蛋白质内在无序区域(IDR)在许多生物过程中发挥着重要作用。IDR的两个关键特性是:(i)其存在具有蛋白质组范围;(ii)无序残基的比例约为6%,这使得准确预测IDR具有挑战性。大多数IDR预测方法使用序列概况来提高准确性,这阻碍了其在蛋白质组范围预测中的应用,因为生成序列概况很耗时。另一方面,不使用序列概况的方法比使用序列概况的方法效果差得多。
本文将IDR预测表述为一个序列标记问题,并采用一种名为深度卷积神经网络场(DeepCNF)的新机器学习方法来解决它。DeepCNF是深度卷积神经网络(DCNN)和条件随机场(CRF)的集成;它不仅可以以分层方式对复杂的序列 - 结构关系进行建模,还可以对相邻残基之间的相关性进行建模。
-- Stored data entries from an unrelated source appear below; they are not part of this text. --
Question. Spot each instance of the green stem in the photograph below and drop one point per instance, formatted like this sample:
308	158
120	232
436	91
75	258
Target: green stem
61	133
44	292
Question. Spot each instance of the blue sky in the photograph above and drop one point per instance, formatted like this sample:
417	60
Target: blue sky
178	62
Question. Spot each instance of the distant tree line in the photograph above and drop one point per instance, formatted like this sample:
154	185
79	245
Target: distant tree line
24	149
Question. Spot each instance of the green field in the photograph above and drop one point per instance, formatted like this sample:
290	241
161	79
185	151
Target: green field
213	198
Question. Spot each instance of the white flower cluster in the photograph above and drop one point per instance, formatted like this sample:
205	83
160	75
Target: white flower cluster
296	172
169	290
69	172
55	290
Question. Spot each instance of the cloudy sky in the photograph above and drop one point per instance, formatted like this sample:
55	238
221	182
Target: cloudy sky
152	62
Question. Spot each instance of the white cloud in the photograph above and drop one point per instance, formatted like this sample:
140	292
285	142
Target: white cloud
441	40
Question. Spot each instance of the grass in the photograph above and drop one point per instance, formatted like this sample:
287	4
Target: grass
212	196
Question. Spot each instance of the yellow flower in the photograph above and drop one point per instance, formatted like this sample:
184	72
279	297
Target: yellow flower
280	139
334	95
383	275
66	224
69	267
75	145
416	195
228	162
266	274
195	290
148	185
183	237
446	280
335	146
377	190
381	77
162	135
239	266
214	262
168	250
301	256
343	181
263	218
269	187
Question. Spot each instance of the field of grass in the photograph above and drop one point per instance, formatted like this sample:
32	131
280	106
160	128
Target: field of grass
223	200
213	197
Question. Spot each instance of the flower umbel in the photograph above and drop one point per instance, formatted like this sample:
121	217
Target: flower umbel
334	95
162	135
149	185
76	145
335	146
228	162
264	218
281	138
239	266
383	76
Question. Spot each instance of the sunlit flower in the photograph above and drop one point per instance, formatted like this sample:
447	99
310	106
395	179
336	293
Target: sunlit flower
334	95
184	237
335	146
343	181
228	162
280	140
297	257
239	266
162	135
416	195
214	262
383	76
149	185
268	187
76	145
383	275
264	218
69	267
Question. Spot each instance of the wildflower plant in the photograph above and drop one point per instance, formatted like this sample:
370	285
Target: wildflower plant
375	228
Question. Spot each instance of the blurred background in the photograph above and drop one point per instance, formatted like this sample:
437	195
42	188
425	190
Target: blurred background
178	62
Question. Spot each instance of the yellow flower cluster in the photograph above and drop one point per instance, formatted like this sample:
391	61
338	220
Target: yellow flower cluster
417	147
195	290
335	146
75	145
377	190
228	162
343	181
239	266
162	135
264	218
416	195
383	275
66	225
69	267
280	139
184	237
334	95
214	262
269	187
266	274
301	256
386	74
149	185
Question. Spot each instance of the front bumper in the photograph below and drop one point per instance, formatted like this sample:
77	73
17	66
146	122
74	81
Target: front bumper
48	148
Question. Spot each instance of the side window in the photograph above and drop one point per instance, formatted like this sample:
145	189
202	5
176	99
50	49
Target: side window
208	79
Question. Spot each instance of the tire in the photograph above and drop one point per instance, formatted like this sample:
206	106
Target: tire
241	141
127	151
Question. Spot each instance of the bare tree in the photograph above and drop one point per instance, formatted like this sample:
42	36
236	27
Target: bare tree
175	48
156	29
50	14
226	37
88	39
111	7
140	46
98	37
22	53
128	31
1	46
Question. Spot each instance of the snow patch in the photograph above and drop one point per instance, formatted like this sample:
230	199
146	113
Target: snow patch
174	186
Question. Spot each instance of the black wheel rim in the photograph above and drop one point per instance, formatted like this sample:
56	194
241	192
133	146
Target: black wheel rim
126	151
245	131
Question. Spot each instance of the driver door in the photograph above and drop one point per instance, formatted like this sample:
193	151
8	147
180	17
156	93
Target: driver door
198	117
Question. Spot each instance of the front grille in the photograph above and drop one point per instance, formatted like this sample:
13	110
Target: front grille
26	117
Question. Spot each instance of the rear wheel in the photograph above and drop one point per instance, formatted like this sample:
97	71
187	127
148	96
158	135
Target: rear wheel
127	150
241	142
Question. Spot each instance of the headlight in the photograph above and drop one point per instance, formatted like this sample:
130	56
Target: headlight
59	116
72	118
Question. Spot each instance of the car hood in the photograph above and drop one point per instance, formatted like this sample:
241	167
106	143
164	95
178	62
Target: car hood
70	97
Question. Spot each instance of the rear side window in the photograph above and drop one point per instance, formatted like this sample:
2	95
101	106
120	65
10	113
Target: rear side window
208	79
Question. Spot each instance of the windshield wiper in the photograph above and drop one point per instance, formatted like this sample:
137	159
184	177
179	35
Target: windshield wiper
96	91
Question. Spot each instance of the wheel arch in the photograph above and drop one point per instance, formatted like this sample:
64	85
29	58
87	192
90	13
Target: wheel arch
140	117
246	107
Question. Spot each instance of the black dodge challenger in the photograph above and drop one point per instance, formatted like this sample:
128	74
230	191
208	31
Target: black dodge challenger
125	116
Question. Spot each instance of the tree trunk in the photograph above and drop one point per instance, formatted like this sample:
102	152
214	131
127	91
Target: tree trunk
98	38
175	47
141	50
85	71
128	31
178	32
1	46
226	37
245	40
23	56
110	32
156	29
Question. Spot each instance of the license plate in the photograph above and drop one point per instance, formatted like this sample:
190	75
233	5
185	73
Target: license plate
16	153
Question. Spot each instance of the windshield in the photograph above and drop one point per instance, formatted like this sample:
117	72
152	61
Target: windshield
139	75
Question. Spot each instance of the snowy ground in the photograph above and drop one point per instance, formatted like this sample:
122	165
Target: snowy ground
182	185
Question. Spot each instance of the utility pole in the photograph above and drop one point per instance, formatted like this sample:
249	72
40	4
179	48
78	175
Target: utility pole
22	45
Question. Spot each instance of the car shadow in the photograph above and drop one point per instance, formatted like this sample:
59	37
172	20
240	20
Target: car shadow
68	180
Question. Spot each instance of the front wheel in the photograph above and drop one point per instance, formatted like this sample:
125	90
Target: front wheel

为了处理高度不平衡的有序/无序比例,我们不是通过广泛使用的最大似然法来训练DeepCNF,而是开发了一种通过最大化ROC曲线下面积(AUC)来训练它的新方法,AUC是对类不平衡数据的一种无偏度量。
我们的实验结果表明,我们的IDR预测方法AUCpreD优于现有的流行无序预测器。更重要的是,即使没有序列概况,AUCpreD也表现得非常好,与许多使用序列概况的方法相比具有优势,甚至优于它们。因此,我们的方法适用于蛋白质组范围的无序预测,同时产生与其他方法相似或更好的准确性。
http://raptorx2.uchicago.edu/StructurePropertyPred/predict/
wangsheng@uchicago.edu,jinboxu@gmail.com
补充数据可在《生物信息学》在线获取。